While maintaining the order of items in the sequence to eliminate duplicates

In the sequence, often we encounter has a duplicate cases, and sometimes need to eliminate duplicate entries.

Solution: Use the set to construct no duplicate data entry type. Such as:

a = [1, 5, 2, 1, 9, 1, 5, 10]
>>> set(a)
{1, 2, 10, 5, 9}

After using the configuration data set, lost the original sequence elements relative order of the original. At the same time using a simple set have another question: can hash.

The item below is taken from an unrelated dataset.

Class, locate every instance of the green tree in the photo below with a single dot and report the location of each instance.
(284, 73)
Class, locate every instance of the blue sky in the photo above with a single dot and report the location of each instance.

We know that the objects were created as set list included such as list or dict match type as a constructor parameter set and when, you will have the following error:

>>> c = [{'x': 1, 'y': 2}, {'x': 2, 'y': 3}]
>>> set(c)
Traceback (most recent call last):
  File "<stdin>", line 1, in <module>
TypeError: unhashable type: 'dict'

In order to solve these problems, we can write a function to eliminate duplicates the sequence of hash elimination, while maintaining the same relative order of the child.

def dedupe(items):
    seen = set()
    for item in items:
        if item not in seen:
            yield item
            seen.add(item)

>>> a = [1, 5, 2, 1, 9, 1, 5, 10]
>>> list(dedupe(a))
[1, 5, 2, 9, 10]

By constructing a generator, according to the order of traversal of the original items. Traversing each time, to check whether the elements in the collection vessel receiving, if not in, is returned, and added to the set. Ruoyi in the set, skip, continue to traverse.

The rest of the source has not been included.